そんな俺を射るような眼差しで、浅尾が睨む。
「…結婚、するって、報道されてましたけど。」
「報道されてただけだろ」
しれっとした態度で答える。
「っ、倉本が知ったら、とか考えなかったのかよ!?」
ぶっきらぼうな口調で、浅尾が憤りを顕にした。
あの時と、同じだ。
8年前の、映像が頭を過ぎる。
HRの始まりを告げる鐘の音。
誰もいない昇降口。
―倉本はどうなるんですか!?
目の前の男の、真っ直ぐな言葉とぶつけられる感情に、自分の中で、やるせなさが募った。
今もまた。
ふっ、と自嘲気味な笑いが漏れた。
「千晶は…元気?」
その反応が気に食わなかったのかー
「俺がわかると思うんですか?」
侮るように、挑発するように訊き返してくる。
「俺が泣かしたら…お前がもらうって言ってただろ。

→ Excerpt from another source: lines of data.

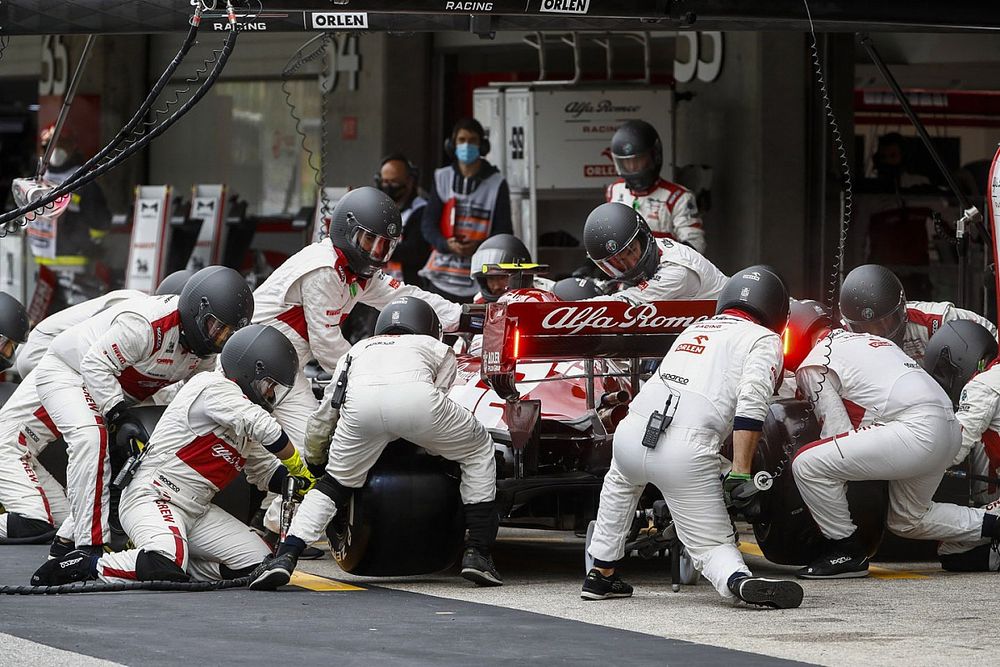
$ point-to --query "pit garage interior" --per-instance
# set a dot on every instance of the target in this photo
(774, 127)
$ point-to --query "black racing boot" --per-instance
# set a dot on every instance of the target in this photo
(599, 587)
(483, 522)
(845, 559)
(74, 566)
(763, 592)
(277, 570)
(60, 547)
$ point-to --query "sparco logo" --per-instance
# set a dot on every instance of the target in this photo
(602, 106)
(573, 319)
(565, 6)
(227, 455)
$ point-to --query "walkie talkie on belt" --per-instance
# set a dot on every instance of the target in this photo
(340, 389)
(659, 421)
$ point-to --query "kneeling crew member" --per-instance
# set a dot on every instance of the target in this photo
(718, 377)
(396, 387)
(872, 301)
(207, 434)
(959, 357)
(619, 242)
(883, 418)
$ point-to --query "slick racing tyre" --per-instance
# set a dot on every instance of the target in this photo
(786, 533)
(407, 519)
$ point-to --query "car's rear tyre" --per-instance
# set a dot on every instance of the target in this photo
(407, 518)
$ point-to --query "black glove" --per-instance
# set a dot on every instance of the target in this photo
(742, 495)
(126, 428)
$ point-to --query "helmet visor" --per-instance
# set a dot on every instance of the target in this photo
(216, 331)
(271, 391)
(625, 259)
(633, 165)
(378, 248)
(7, 348)
(889, 326)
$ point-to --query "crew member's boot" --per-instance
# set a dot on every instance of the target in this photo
(483, 522)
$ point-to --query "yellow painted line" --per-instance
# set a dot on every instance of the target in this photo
(873, 570)
(313, 582)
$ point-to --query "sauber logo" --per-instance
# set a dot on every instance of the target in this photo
(574, 319)
(220, 451)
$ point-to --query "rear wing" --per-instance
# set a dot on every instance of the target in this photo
(587, 330)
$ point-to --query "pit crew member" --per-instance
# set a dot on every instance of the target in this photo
(619, 242)
(872, 301)
(668, 208)
(717, 378)
(883, 418)
(96, 371)
(206, 436)
(397, 383)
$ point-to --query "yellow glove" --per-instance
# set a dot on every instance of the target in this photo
(297, 468)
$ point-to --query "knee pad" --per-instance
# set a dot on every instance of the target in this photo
(334, 490)
(154, 566)
(28, 531)
(227, 573)
(973, 560)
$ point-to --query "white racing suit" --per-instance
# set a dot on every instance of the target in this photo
(883, 418)
(33, 501)
(397, 388)
(682, 274)
(307, 298)
(206, 436)
(979, 415)
(127, 352)
(42, 335)
(721, 372)
(669, 209)
(924, 318)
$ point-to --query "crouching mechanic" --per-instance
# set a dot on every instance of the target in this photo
(206, 436)
(96, 371)
(959, 357)
(33, 502)
(493, 278)
(717, 378)
(46, 331)
(872, 301)
(619, 242)
(883, 418)
(396, 387)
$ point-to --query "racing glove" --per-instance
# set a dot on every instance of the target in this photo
(297, 468)
(740, 494)
(126, 428)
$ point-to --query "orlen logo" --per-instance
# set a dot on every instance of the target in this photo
(574, 319)
(565, 6)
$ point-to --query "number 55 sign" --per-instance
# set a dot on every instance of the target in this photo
(700, 46)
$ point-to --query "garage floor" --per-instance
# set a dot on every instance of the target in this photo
(913, 614)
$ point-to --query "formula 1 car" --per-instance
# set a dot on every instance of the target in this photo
(550, 385)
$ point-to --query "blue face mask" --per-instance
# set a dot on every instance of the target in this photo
(467, 153)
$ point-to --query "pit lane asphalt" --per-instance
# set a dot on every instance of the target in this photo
(912, 614)
(376, 625)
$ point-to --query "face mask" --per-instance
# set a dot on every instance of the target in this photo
(394, 190)
(467, 153)
(58, 157)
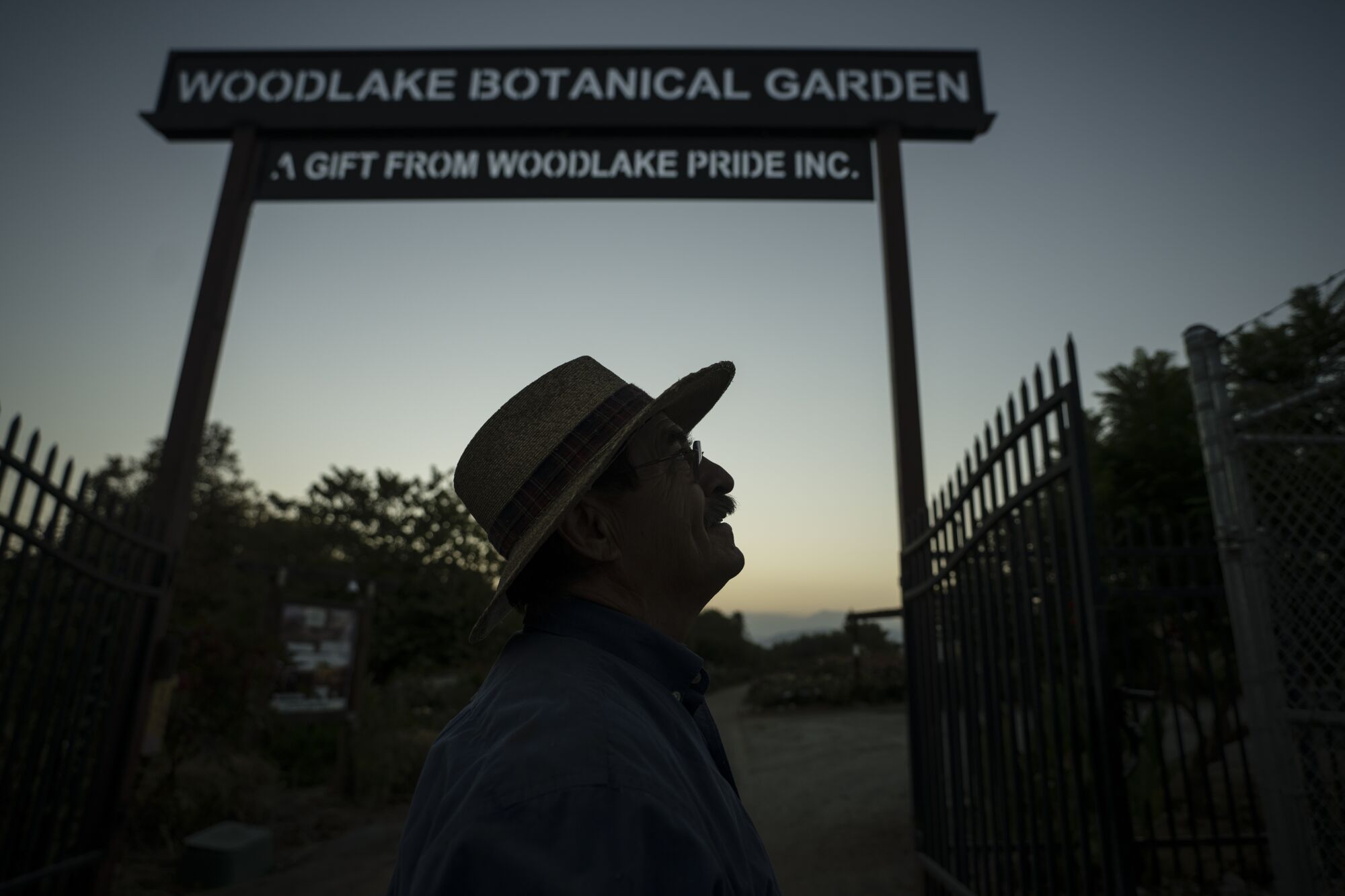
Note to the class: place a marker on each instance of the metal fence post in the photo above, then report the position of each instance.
(1243, 560)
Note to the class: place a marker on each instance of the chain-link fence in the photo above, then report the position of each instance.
(1276, 460)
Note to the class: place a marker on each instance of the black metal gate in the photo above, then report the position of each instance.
(80, 577)
(1016, 772)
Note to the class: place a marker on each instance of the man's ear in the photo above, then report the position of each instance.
(590, 528)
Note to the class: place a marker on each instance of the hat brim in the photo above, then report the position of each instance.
(685, 403)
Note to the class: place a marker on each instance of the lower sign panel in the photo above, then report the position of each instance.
(568, 169)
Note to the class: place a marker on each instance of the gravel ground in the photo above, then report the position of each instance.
(829, 791)
(828, 788)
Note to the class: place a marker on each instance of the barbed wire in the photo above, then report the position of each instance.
(1233, 333)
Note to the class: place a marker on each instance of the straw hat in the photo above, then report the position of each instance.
(539, 454)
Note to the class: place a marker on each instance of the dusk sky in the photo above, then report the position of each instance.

」
思い出したように、浅尾が睨む目を一瞬伏せた。
「…もらったって言ったら、先輩どーするんですか」
「そりゃ、良かったなって、言うよ」
こんな俺とじゃなく。
目の前の真っ直ぐな男の方が、千晶に似合っている。
憂いを帯びるのは仕方ないが、笑って祝福できる。